The lecture will seek to establish Phallos, rather than the Mother, as the archetypal basis for masculinity. Only when a conscious understanding of Phallos as one-half of primal source emerges can the unconscious pressure to assert it as such diminish. Such an understanding establishes the authority of the masculine and at the same time removes from the feminine the burden for masculine development and well-being.

Workshop: The “Iron John” Quality of Masculinity: Rough, Fierce, Wild 

“Iron John” (“Hans”) is a Grimm’s fairy tale which deals with the quality of masculinity that is essentially opposite to the feminine, neither dependent nor derivative of it. The poet Robert Bly’s treatment of the Grimm tale in New Age magazine, “What Men Really Want”, will provide the point of departure for the workshop. (Upon registration, a reprint of this article will be sent to the regsitrant).

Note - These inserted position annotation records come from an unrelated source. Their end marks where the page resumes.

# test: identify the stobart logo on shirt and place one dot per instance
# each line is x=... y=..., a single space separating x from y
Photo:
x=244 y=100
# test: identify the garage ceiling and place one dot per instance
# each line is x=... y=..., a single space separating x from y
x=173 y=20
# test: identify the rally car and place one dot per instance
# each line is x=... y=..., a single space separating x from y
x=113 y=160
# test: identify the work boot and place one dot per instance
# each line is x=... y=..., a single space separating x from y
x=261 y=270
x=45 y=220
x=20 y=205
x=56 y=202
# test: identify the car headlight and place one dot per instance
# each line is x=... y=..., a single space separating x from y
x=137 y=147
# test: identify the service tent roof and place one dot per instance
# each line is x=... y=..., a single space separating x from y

The problem addressed by Bly is the feminization of men. This is an issue especially important in a time of feminine empowerment. The fairy tale, however, is not a modern invention. Men have always needed a knowledge and feeling of themselves that is authentic to the phallic archetype…that does not emerge as only re-action to the feminine. How does roughness, fierceness, wildness live itself out in a male without damaging the feminine in himself or in the other?

The workshop depends upon input from the participants, who have reflected upon the Bly interview. It is recommended that each participant also read the fairy tale itself, only half of which is treated by Bly in his interview.

 

Eugene Monick, a diplomate of the C.G. Institute, Zurich, is in private practice in New York City and Scranton, PA. He is a graduate of Virginia Theological Seminary and earned his doctorate at the Union for Experimenting Colleges and Universities. As an Episcopal priest he has serverd parishes in Maine and continues to do so in the dioceses of New York and Bethlehem, PA. He is the author of Phallos: Sacred Image of the Masculine, published 1987 by Inner City.